In a year full of sports disappointments for Chicago—the Bears Bearsing, the Bulls Bullsing, the Sox rebuilding, and the Hawks coming down the far side of a dynasty—the best thing on television this year was Báez, the exultant shortstop for these new-age Cubs. Day after day, as the North Siders struggled through a snakebitten hangover season, Báez, with his lightning-quick hands, incandescent charm, and brilliant flair for the dramatic, defined a skill nobody knew existed before he proved that it did.
At this point, I’m going to have to ask you to stop and watch this video:
The point I’m trying to make here is not that there are very few people in the world who can do that. The point I’m trying to make here is that there is nobody in the world who can do that, except for Ednel Javier Báez, the shortstop for the Chicago Cubs.
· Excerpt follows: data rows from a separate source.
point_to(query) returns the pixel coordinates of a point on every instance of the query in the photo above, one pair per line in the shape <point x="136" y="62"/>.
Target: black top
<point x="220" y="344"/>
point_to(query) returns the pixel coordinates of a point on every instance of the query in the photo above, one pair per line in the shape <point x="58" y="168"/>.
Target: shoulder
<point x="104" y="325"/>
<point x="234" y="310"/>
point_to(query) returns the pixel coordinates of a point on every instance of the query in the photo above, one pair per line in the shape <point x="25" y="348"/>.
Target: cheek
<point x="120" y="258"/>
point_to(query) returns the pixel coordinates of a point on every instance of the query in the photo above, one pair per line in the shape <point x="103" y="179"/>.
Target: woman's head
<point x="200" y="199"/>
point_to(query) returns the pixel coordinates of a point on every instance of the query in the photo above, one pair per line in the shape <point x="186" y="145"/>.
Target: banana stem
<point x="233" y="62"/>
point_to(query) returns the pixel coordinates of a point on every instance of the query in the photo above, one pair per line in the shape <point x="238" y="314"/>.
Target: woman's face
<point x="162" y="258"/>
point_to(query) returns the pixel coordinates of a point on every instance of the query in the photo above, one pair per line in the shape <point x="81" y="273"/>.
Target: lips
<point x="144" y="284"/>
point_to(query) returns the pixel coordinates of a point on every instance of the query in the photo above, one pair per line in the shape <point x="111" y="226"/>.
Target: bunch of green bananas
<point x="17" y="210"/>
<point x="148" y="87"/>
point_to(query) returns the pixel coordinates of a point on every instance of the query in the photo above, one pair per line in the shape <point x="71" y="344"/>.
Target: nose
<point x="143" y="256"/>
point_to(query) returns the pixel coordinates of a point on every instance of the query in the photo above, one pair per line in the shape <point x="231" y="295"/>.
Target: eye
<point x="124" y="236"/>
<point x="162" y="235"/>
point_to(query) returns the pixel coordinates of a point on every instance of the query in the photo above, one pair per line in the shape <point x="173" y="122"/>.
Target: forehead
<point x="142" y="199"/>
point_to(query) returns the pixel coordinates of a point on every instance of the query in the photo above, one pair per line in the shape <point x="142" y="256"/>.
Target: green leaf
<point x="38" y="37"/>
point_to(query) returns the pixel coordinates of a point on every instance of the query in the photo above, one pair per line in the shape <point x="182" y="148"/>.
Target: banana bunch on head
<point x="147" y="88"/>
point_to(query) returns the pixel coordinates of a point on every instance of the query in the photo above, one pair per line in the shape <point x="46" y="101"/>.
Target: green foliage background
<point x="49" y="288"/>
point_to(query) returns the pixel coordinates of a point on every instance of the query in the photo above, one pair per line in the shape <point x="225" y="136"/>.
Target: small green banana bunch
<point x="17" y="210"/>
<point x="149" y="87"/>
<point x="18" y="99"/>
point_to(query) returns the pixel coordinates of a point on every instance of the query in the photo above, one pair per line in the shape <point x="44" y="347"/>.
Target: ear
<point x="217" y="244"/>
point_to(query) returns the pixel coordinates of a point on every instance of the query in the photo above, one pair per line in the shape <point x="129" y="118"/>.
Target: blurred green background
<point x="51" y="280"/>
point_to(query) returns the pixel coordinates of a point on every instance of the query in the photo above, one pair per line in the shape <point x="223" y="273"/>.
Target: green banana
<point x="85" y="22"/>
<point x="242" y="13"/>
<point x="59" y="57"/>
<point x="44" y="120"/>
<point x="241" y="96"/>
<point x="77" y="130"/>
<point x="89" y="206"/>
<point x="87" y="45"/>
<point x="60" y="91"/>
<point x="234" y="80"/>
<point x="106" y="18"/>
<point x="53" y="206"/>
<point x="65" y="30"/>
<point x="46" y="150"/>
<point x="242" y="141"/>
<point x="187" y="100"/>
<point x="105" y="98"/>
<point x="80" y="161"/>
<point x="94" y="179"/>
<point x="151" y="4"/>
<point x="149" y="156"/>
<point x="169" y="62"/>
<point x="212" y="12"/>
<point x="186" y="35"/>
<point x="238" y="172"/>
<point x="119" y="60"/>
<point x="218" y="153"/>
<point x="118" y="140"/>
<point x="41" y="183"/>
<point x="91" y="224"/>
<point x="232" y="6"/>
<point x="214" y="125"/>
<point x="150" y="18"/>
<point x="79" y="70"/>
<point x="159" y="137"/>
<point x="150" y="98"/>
Before he came along, nobody thought to rank players on how well they tagged other people out. Nobody thought it was something you could be elite at. And then he was.
One moment stands out. In early 2017, before the regular season even began, Báez played for his native Puerto Rico in the World Baseball Classic, the quadrennial tournament MLB touts as the future of the sport’s international competition.
In an early-round matchup against the defending champions, the Dominican Republic, Báez found himself playing second with the game on the line and a runner on first. With two outs in a two-run game, the Puerto Ricans had to find a way to keep that runner from scoring and making it a one-run game heading into the ninth.
The dangerous Adrián Beltré was at the plate, leering and powerful. The pitcher came set, rocked, and fired. Beltré tensed. And then, in a flash, the runner was off from first, and the ball was suddenly in the exact wrong place. The Puerto Rican’s aging catcher, Yadier Molina, uncorked a throw down to second. And there, waiting, was Báez.
When Jason Parks, now Director of Pro Scouting for the Arizona Diamondbacks and then Senior Prospect Writer at Baseball Prospectus, was asked in early 2014 to compare Báez and Carlos Correa, two up-and-coming Puerto Rican shortstop prospects, his answer was typically succinct: “Both could be All-Stars; Báez could be a religion.”
That WBC moment—that exultance, that delight in playing the game, the joy for life and for living so full to the bursting that it took Báez off the bag, pointing to his teammate and screaming at the pure thrill of it before the tag had even been made—was the highlight of the tournament. It shot Báez to stardom and provided, in the midst of a mostly forgettable sports year in Chicago, a sense of wonder and possibility as Báez hit notes we’d never heard before. Now we’re left to wonder how we lived without them.